Really interesting and I agree with much of what Hartford said. But I can’t resist poking holes in his argument. Hartford makes the same mistake that all rational choice economists make. They assume that people’s preferences are all the same.

So, the looming spectre of poverty from divorce has pushed women to enter the workforce in droves. They need the insurance of a paycheck. That sounds about right. However, is full time employment good for all women? Hartford assumes that full time employment makes people happy. Writing legal briefs is better than baking cookies.

Full time employment is great for people who do cool jobs, like writers, pundits, and economic professors. Full time employment sucks for the person doing data entry in a direct mail company or the person who fills up coffee cups at a diner or the person renting cars at an airport. How many daycare workers would rather be watching their own children, instead of spending most of their paycheck to have other people watch their children? My father-in-law is marking off the number of weeks until retirement on his desk blotter.

And even some people with enough education and privilege to have access to cool jobs, still would prefer to be home watching their kids. They would rather change diapers, than prepare legal briefs. All those women are forced into the workforce, because they need that insurance, but they aren’t really happy about it. Being a stay at home mom is now a high risk sport.

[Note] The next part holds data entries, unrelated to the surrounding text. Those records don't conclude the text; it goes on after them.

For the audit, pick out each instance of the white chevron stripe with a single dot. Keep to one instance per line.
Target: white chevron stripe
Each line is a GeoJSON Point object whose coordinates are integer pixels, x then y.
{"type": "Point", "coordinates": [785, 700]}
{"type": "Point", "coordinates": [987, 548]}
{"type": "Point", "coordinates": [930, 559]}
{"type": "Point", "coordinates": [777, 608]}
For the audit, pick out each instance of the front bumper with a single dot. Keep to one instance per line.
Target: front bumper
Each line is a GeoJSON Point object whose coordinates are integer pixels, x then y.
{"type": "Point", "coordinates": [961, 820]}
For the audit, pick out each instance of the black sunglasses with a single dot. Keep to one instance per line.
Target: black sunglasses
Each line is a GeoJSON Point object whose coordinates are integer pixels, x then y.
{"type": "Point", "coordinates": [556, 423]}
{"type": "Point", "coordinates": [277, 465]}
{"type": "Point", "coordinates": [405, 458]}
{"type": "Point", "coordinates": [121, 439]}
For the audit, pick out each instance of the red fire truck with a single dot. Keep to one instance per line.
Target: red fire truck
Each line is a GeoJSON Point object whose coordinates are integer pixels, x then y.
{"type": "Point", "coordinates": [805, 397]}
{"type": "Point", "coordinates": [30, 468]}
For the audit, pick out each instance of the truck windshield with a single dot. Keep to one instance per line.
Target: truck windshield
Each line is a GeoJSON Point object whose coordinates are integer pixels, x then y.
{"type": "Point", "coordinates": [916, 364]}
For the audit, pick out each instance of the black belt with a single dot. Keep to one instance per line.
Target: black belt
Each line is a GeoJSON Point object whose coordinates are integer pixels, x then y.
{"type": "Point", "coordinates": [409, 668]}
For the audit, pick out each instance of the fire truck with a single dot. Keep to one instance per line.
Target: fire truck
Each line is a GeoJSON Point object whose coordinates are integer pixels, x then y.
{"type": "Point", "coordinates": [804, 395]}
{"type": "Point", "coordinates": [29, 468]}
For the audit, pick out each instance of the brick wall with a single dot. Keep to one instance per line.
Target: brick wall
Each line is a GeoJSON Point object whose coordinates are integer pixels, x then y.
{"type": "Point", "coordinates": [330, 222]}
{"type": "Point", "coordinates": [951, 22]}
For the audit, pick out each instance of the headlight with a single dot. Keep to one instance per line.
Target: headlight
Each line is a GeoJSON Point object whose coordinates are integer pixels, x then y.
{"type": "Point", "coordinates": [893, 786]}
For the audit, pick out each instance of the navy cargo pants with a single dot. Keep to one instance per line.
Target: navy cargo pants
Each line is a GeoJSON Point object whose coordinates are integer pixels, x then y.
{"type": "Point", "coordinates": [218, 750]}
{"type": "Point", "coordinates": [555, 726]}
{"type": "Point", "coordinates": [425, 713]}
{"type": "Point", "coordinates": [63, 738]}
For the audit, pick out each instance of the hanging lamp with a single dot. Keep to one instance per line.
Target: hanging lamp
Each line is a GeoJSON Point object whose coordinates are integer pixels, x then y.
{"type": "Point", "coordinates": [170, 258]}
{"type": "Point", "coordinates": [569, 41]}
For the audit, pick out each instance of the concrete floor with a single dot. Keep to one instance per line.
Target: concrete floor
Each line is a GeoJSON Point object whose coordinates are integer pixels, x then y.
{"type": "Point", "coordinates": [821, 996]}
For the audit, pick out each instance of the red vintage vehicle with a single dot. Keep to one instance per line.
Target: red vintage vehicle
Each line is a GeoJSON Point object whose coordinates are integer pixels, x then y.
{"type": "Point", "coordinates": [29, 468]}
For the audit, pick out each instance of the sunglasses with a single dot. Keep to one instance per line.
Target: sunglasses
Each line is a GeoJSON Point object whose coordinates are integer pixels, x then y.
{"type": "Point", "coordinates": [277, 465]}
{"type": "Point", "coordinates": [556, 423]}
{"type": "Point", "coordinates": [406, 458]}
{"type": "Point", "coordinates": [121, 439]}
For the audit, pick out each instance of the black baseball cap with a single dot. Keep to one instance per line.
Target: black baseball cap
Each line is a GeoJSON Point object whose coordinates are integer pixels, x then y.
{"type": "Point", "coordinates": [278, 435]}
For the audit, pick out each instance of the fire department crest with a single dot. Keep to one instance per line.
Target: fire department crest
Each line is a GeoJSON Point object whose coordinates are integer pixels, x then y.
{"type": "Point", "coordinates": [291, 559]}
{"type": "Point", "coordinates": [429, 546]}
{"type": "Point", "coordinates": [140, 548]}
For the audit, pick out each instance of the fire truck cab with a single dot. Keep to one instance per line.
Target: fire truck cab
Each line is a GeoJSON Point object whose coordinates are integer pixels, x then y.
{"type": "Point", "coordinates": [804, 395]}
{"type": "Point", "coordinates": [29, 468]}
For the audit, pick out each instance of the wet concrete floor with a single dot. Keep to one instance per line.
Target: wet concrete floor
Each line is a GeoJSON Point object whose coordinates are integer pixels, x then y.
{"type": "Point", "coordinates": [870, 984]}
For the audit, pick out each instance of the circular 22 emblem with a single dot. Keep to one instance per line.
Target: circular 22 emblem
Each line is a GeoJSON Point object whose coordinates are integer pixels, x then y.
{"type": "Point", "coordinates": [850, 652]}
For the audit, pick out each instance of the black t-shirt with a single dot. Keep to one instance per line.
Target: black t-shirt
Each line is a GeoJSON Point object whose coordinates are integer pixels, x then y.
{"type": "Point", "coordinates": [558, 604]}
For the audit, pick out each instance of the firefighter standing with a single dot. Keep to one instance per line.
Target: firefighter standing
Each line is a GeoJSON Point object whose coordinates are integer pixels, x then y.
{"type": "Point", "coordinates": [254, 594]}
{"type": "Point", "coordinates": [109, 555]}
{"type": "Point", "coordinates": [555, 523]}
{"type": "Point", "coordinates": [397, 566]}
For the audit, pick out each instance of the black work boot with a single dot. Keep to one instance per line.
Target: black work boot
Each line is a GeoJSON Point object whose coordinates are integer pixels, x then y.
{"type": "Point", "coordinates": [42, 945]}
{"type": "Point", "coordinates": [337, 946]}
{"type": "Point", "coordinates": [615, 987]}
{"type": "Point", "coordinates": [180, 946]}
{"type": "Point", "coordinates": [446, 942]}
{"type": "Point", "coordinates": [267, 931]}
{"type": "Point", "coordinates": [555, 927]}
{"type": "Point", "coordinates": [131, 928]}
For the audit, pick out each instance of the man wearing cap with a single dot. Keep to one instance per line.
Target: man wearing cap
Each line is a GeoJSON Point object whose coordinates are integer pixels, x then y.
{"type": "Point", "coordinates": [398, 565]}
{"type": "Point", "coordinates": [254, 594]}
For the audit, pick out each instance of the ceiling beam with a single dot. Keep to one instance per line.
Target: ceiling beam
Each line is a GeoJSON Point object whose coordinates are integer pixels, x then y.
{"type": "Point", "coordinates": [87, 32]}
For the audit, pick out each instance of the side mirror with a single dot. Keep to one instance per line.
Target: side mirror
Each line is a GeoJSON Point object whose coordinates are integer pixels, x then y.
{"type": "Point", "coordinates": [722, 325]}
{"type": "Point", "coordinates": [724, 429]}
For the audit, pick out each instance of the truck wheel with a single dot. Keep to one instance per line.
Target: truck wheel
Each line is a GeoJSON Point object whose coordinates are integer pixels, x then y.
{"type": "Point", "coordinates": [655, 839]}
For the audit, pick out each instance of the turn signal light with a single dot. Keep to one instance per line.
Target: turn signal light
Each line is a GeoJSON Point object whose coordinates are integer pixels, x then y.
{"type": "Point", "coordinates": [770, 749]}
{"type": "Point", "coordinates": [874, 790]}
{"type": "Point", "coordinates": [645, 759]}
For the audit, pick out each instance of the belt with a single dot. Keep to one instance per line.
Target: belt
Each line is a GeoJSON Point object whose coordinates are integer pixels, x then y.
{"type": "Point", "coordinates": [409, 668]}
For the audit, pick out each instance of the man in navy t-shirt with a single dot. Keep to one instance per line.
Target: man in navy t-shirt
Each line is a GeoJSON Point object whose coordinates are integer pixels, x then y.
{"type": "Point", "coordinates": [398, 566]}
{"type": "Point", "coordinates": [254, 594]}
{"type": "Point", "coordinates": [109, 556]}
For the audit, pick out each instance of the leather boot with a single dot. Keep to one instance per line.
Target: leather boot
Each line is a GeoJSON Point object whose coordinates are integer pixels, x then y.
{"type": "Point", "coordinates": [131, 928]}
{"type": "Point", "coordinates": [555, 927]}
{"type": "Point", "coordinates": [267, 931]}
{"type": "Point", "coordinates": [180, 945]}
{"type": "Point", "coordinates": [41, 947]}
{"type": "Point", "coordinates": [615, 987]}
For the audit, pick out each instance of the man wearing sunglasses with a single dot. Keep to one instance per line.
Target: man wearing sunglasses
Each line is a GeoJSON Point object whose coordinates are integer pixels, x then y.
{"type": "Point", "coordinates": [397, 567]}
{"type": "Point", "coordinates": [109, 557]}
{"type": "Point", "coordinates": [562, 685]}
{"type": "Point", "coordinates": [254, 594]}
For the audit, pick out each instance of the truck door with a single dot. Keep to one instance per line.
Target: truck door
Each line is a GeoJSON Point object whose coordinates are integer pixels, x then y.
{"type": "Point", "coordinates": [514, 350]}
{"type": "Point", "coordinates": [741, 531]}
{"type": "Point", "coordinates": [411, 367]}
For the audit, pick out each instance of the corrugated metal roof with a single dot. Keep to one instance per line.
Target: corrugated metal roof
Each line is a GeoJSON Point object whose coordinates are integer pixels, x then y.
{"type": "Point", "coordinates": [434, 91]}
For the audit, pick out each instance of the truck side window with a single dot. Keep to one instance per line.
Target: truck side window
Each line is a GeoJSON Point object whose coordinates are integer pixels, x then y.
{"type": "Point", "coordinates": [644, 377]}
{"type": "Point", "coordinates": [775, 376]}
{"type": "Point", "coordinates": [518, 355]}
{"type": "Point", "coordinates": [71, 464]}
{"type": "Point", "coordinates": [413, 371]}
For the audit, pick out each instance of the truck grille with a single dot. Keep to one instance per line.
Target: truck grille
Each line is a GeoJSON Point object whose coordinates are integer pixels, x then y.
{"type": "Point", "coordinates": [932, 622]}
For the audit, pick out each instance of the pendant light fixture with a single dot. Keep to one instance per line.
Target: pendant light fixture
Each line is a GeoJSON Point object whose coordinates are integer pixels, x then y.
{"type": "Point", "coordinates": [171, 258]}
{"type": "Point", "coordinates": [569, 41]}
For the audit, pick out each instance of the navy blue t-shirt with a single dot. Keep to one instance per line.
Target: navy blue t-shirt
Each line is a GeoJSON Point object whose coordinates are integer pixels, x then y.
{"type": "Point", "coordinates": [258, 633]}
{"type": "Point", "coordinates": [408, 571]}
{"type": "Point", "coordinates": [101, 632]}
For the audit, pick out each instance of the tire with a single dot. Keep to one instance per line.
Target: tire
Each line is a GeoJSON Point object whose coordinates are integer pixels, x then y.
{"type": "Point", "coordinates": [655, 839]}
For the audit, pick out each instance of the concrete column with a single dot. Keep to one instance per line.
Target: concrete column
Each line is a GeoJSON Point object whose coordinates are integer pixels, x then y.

Then there is the whole problem with the double shift. Many working women return from a full day at work to put in another shift at home. They are still making dinner, minding the kids, doing the laundry. Divisions of labor from the 60s still apply in many households, even though women are now doing the bread winning, too.

The availability of divorce has been great for some women – those who have access to great jobs, those that need the threat of a divorce to keep their men in line, those who are in genuinely abusive situations. But it hasn’t been great for the women who have been pushing unwillingly into the workforce and now face a double shift at home.